Anyhow. Your analogies are false for a number of reasons:
- US fracking is not nearly as vital for US as oil & gas is for Russia.
-- In US, the cheap oil has positive effects on a number of industries even though some industries suffer. You can easily see this in the respective gdp growth percentages.
-- There is a super robust neg. correlation between ruble and the oil price.
- The Russian regime has just annexed part of a sovereign nation and subsequently went to (a covert) war with it, the Russians are (or rather were up until recently) in nationalist fever which we haven't seen for more than half a century in Europe...
-- Putin is sort of forced to keep that shit up, to keep picking fights - which is one of the reasons he went to Syria (along with diverting attention from Ukraine).

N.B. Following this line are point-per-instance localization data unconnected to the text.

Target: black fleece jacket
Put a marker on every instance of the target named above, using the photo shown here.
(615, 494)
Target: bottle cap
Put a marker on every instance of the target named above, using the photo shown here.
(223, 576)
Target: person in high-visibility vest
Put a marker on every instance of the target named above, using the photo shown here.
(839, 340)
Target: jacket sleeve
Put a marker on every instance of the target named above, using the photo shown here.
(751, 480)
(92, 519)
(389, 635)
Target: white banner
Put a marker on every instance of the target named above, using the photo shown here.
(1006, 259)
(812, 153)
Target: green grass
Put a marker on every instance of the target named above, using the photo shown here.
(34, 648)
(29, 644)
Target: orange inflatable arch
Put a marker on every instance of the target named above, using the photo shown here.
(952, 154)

-- Why is he forced to keep going? Because the economic situation in Russia is dire and the outlook is really bad. That's why Putin and his stooges fear utter chaos if the oil price keeps dropping or stays at the level it is now. Hence new laws like this one:
Russian Law Allows FSB Agents to Open Fire on Crowds
-- But now his plan is failing in Ukraine, the progress in Syria is barely measurable (except for the no. of civilians getting blown to pieces by air raids).

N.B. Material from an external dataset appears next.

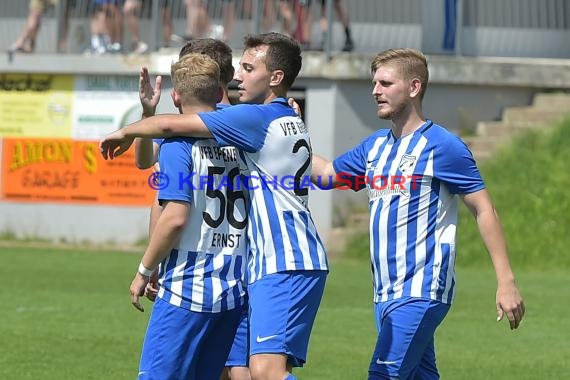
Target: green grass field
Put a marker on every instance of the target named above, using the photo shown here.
(66, 314)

-- Next up is a war with Turkey (very unlikely) or somehow getting the economy up.
-- But there is round about zero chance of repairing the RU economy without a higher oil price.

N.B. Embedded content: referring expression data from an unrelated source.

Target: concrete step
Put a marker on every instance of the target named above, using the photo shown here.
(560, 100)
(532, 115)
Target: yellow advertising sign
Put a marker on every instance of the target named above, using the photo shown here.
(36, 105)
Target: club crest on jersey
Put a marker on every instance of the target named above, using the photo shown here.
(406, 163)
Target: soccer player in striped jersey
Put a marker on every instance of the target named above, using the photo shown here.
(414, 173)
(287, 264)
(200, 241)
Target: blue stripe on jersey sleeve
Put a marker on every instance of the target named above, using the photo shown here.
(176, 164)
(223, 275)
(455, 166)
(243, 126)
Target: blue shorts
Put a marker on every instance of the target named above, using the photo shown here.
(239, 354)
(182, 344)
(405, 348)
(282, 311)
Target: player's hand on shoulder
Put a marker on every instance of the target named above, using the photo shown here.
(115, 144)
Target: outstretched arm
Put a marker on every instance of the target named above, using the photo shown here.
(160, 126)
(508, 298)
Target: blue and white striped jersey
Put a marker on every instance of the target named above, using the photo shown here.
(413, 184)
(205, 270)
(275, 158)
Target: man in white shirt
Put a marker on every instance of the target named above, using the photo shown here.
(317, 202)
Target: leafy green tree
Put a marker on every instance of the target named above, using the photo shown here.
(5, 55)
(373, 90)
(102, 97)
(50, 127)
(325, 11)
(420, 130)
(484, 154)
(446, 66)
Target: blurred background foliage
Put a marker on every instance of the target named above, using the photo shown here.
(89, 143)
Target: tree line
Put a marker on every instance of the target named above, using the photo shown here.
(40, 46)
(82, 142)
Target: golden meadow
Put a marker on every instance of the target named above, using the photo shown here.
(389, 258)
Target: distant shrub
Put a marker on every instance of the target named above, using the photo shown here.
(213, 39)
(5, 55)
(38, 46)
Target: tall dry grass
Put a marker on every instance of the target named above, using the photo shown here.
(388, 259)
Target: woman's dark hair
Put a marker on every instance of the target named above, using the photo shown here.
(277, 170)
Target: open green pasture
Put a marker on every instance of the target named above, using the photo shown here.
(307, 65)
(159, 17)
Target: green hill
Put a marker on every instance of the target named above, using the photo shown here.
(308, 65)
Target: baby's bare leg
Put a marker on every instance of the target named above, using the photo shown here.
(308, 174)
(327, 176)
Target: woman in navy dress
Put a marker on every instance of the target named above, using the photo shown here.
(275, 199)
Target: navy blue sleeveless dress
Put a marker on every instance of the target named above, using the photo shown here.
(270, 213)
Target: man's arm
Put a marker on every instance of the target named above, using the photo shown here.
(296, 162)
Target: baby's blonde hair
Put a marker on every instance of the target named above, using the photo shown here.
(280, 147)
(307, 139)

-- That's why it's absolutely vital for Putin's regime for that war, or any other major war in the region to happen to somehow elevate the oil price.
This may be comparable to situation Bush jr. found himself in back in 2003 (let's just say in respect to the election '04), but not nearly identical. Russia absolutely depends on the price of oil and so does the regime's physical existence.
Lastly:
Saudi Arabia artificially creates the oversupply so I'm not sure what you're getting at. As for Iran, sure they'd love to have KSA engage in all sorts of wars, for all sorts of reasons, incl. for the potential of a higher oil price, but of course they'd prefer to do it through their proxies (e.g. Houthis).
So even though it seems unlikely at the moment, we do see Iran & KSA increasingly clashing along the Muslim sectarian lines and since both lack nukes there's no MAD to stop them from slipping into a full blown war. At the same time we have the situation with Russia. So it insane to assume that Russia may be helping out through implicit guarantees much in the same way the US does for KSA? Probably not, right?